JSE-listed internet giant Naspers is expecting a drop in earnings for the year ended 31 March.
The company this week released a trading update, saying it is finalising its summarised consolidated financial statements for the period.
It will announce its results on Monday, 27 June.
In a year marked with continued global turmoil and uncertainty, which has made for a turbulent operating environment, financial year 2022 was a year of progress for Naspers, the company says.
In a statement to shareholders, Naspers notes: “We remained focused on executing our long-term strategy and delivering strong operational growth across our core segments.

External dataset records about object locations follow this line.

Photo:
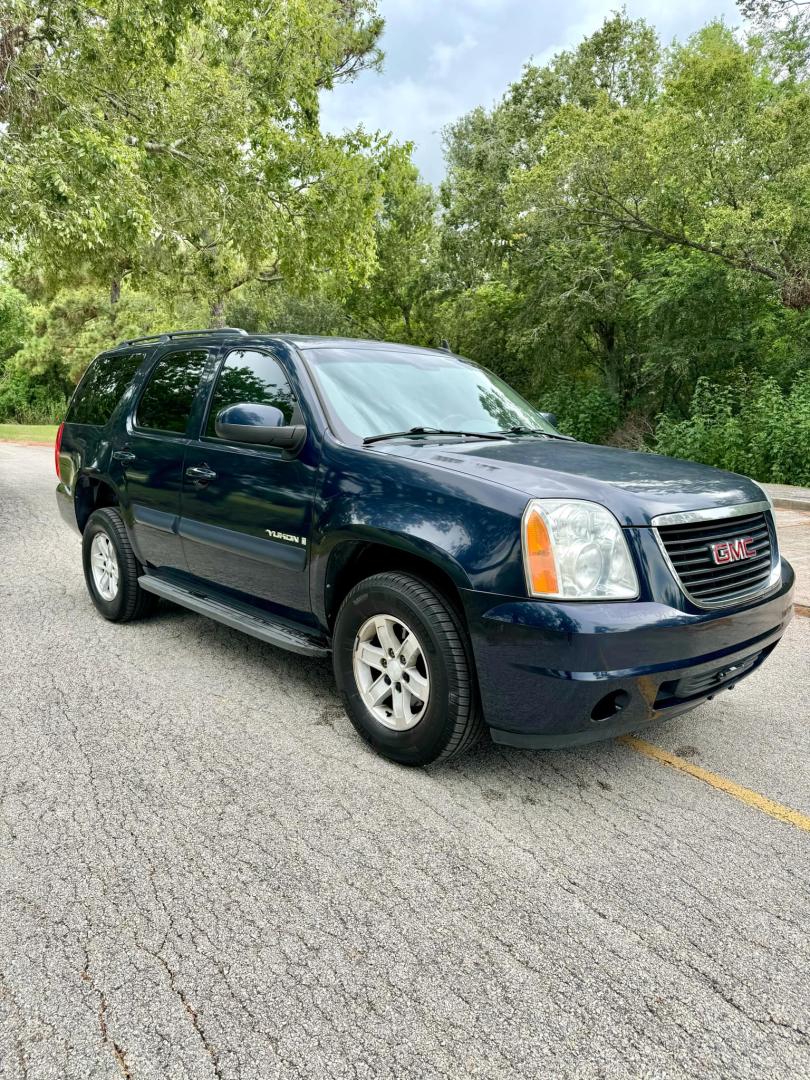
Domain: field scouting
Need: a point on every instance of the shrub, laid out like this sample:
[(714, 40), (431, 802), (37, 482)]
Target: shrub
[(752, 426), (590, 415)]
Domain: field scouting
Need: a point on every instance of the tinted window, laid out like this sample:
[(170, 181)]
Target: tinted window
[(372, 391), (166, 401), (254, 378), (103, 387)]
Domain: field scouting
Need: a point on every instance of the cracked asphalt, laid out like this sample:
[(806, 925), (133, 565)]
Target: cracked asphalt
[(205, 874)]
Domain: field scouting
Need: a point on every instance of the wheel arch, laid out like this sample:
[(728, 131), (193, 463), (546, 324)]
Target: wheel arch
[(353, 559), (92, 493)]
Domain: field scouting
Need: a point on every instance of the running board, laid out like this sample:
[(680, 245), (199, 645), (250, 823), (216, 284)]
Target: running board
[(257, 625)]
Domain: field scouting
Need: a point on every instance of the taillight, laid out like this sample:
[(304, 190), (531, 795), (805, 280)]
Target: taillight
[(57, 447)]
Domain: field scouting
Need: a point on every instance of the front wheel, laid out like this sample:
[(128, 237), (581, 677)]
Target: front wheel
[(111, 569), (403, 667)]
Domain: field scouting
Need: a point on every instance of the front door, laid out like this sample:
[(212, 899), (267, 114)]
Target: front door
[(246, 510), (150, 456)]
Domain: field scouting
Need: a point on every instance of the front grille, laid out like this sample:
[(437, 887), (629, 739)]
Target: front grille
[(689, 549)]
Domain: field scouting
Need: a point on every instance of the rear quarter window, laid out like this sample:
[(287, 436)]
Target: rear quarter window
[(103, 387), (166, 401)]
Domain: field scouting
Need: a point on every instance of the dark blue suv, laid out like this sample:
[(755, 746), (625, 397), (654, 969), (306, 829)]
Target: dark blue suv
[(466, 565)]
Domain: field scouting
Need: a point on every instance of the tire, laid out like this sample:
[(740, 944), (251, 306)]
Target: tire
[(127, 601), (450, 721)]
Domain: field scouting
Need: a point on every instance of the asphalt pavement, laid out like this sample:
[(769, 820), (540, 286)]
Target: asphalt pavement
[(205, 874)]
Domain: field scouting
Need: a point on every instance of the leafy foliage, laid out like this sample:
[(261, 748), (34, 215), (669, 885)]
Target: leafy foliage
[(756, 429), (624, 237)]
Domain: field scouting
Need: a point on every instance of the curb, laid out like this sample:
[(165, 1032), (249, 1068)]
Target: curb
[(22, 442)]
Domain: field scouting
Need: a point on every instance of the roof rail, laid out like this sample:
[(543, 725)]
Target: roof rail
[(170, 336)]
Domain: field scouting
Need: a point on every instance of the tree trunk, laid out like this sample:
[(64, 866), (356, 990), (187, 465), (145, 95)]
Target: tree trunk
[(217, 312)]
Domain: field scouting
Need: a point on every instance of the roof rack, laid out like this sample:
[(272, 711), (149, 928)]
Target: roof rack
[(180, 334)]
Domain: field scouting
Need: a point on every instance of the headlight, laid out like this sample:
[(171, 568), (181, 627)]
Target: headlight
[(575, 550)]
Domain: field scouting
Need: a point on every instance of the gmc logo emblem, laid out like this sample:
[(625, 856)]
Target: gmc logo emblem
[(733, 551)]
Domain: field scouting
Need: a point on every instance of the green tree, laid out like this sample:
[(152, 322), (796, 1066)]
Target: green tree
[(179, 143)]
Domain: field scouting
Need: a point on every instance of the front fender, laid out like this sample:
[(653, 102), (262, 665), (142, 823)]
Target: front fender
[(468, 528)]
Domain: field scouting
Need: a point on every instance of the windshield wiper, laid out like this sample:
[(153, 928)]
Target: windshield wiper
[(537, 431), (433, 431)]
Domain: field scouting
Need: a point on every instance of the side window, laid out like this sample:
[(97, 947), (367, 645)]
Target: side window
[(103, 387), (255, 378), (166, 402)]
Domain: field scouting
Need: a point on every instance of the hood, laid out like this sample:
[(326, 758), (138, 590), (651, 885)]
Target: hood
[(636, 487)]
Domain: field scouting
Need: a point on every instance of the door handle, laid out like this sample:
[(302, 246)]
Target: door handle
[(201, 474)]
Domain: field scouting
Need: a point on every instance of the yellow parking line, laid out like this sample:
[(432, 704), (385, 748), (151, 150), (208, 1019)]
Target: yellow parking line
[(743, 794)]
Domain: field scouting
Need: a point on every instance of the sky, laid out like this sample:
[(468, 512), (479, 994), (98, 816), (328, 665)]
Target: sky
[(443, 57)]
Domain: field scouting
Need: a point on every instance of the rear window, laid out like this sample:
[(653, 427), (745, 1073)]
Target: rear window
[(103, 387), (166, 402)]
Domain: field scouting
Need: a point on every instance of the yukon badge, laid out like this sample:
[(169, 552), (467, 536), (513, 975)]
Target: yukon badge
[(733, 551), (286, 537)]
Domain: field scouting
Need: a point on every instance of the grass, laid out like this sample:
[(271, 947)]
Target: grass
[(28, 432)]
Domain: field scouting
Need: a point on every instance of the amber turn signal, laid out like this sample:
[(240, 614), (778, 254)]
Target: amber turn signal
[(541, 567)]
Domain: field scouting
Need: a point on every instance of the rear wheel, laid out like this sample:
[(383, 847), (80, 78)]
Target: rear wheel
[(111, 570), (402, 664)]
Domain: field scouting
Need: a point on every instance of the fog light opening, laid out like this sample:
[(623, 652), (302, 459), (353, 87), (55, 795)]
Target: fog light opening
[(609, 705)]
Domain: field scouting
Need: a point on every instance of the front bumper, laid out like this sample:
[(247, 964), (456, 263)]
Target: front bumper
[(554, 674)]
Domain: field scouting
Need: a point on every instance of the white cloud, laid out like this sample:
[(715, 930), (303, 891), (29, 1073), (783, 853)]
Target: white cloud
[(444, 56)]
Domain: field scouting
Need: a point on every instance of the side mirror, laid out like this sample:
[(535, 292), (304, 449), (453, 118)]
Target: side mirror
[(260, 426)]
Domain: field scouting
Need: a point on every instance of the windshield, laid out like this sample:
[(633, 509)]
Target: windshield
[(373, 392)]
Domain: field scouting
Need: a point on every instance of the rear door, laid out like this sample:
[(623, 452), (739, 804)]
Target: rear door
[(150, 451), (246, 510)]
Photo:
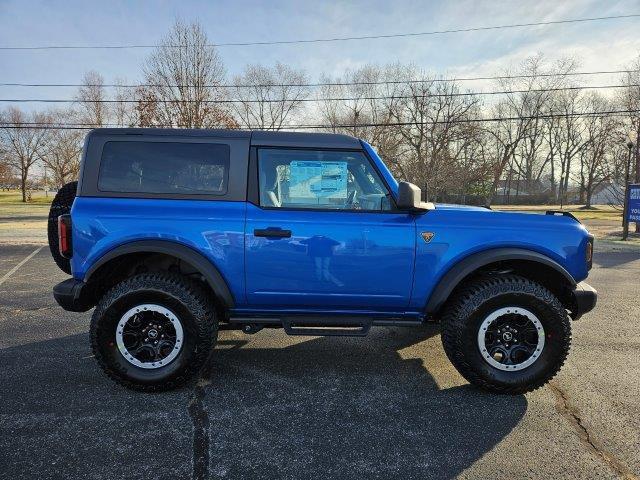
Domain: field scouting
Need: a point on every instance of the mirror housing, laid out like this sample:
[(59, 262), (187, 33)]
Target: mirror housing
[(410, 198)]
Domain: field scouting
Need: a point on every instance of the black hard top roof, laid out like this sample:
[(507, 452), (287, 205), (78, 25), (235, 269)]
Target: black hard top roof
[(257, 137)]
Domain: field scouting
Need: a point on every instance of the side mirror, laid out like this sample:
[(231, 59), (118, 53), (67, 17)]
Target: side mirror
[(409, 196)]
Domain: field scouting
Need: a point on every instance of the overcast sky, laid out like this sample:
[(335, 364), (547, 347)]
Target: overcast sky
[(600, 45)]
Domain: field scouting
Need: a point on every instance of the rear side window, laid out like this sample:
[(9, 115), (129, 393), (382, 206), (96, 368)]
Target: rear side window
[(164, 168)]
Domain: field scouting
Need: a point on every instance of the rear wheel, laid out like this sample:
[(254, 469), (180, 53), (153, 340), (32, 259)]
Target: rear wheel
[(61, 205), (153, 332), (506, 334)]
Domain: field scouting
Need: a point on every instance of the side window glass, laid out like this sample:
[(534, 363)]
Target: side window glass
[(336, 180), (164, 168)]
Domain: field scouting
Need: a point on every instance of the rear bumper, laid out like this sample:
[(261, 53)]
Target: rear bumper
[(584, 300), (72, 295)]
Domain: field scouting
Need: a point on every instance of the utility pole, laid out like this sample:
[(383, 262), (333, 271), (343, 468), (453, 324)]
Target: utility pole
[(637, 179), (625, 222)]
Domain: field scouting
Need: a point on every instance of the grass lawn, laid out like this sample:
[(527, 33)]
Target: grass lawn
[(11, 203), (597, 212)]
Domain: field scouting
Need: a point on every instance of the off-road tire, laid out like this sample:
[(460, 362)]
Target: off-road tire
[(186, 299), (464, 314), (61, 205)]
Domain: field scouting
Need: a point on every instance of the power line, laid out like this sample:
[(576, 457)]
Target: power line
[(326, 40), (86, 126), (324, 84), (330, 99)]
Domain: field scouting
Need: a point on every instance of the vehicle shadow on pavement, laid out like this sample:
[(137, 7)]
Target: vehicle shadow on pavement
[(614, 259), (348, 408), (270, 407)]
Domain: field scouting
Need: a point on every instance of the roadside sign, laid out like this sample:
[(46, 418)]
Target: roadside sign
[(633, 203)]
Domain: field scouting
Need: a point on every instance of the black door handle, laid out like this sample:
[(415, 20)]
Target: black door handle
[(272, 233)]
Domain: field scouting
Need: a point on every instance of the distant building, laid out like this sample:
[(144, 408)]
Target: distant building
[(608, 193)]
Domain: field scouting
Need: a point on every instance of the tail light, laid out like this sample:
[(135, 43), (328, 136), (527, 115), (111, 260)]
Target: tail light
[(64, 236), (589, 252)]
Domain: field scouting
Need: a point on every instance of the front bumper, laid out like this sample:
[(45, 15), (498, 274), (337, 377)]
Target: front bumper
[(73, 295), (584, 300)]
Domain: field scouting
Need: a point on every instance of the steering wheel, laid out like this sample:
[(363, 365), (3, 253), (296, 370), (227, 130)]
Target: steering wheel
[(351, 198)]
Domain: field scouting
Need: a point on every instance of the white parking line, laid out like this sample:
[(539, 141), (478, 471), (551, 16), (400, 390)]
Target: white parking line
[(15, 269)]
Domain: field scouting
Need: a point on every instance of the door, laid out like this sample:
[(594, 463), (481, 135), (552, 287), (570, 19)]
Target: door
[(324, 234)]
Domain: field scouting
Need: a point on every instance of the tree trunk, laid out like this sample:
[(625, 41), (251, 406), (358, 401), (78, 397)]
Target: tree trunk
[(23, 187)]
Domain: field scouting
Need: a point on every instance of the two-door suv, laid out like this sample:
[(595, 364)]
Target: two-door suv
[(173, 235)]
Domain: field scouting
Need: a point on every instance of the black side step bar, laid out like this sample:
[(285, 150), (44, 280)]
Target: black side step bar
[(351, 327), (319, 325)]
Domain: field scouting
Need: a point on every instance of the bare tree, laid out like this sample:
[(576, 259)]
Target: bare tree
[(124, 110), (361, 104), (183, 77), (91, 99), (266, 97), (61, 149), (22, 138), (595, 156)]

At the same time, we made strategic investments and laid the foundation for future growth across the portfolio.
“We invested $6.2 billion in new acquisitions and existing businesses to expand our ecosystems, mainly in edtech and food delivery, and to position the business for continued long-term growth in line with the group’s long-term strategy.”
According to the firm, following the share exchange transaction, Naspers has 215 454 129 shares in issue.
The weighted average number of shares for A and N shareholders was 418 334 828 for the year ended 31 March 2021, and net weighted average number of shares that participated in the economic interest of Naspers was 289 776 608.
It explains the significant increase in earnings per share is due to a gain of $12.3 billion realised on the sale of a 2% interest in Tencent in April 2021. This gain is excluded from headline and core headline earnings per share.
Headline earnings is expected to decrease in the current year, mainly due to the decrease in contribution to headline earnings from associates, including lower fair value gains in the current year, continued investment in growth adjacencies in the e-commerce businesses and increased net finance cost.
“Shareholders are reminded that the board considers core headline earnings an appropriate indicator of the operating performance of the group, as it adjusts for non-operational items,” says Naspers.
It adds that core headline earnings per share for the year are expected to decrease by between 122c and 65c per share (between 15% and 8%).
“This is primarily due to continued investment in growth adjacencies in our e-commerce businesses, a decreased contribution from Tencent due to the 2% divestment earlier this year and increased net finance cost,” it concludes.